Sٍٍٍhami said the army is using excessive force, adding, “Dozens of times, we have called on all government parties and security leaders to exclude the hospital from the military operations in the province. Yet, the armed forces, security leaders and the government do not listen to our repeated call.”

Last May, Human Rights Watch reported, “The Iraqi security forces have repeatedly struck the hospital in Fallujah.” However, it quoted security sources as saying, “Gunmen are being treated at the hospital and armed groups are detaining local officials in the hospitals’ administrative rooms.”

Shami denied the contents of the Human Rights Watch report, saying, “The hospital receives civilians injured by the army’s shelling on the city. They are being treated there and the vast majority of them are women and children.”

For more than seven months now, the city of Fallujah in Anbar has been ravaged by a war between the Iraqi army and gunmen affiliated with IS and tribal groups for control of the city.

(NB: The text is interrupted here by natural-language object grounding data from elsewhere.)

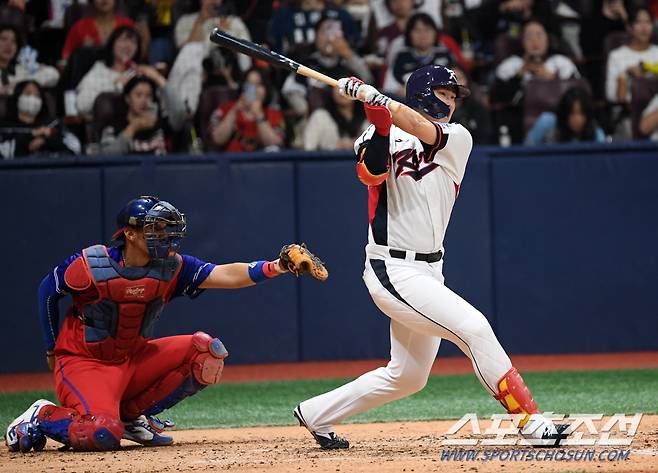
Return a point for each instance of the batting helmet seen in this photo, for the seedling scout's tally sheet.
(420, 89)
(163, 224)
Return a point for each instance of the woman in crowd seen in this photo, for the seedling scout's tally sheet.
(28, 130)
(140, 130)
(648, 125)
(248, 123)
(537, 61)
(337, 126)
(625, 62)
(574, 121)
(423, 44)
(401, 10)
(96, 29)
(117, 67)
(17, 67)
(192, 36)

Iraqi security forces have been struggling to secure the city, but have failed to do so.

In a phone interview with Al-Monitor, Sheikh Mohammed al-Bajjari, a member of the interim local council in Fallujah, said, “The hospital was struck more than 20 times by the army," and that the military leadership is “taking an unethical approach.”

He said, “We have appealed several times to all government agencies, both in Anbar’s local government and the central government, as well as military leaders, to exclude hospitals from their military operations, but they have turned deaf ears to what is happening.” Bajjari noted, “The local council in Fallujah has video documentation and official documents of the army shelling the hospital, and we have handed them over to several Arab and international organizations.”

A security source in Anbar speaking on condition of anonymity countered, “The armed groups are targeting civilians and the hospital to give the people the false impression that the army is targeting them.” He did not deny that “a number of mortar bombs fell on the hospital,” telling Al-Monitor, “Mistakes can happen during the war.”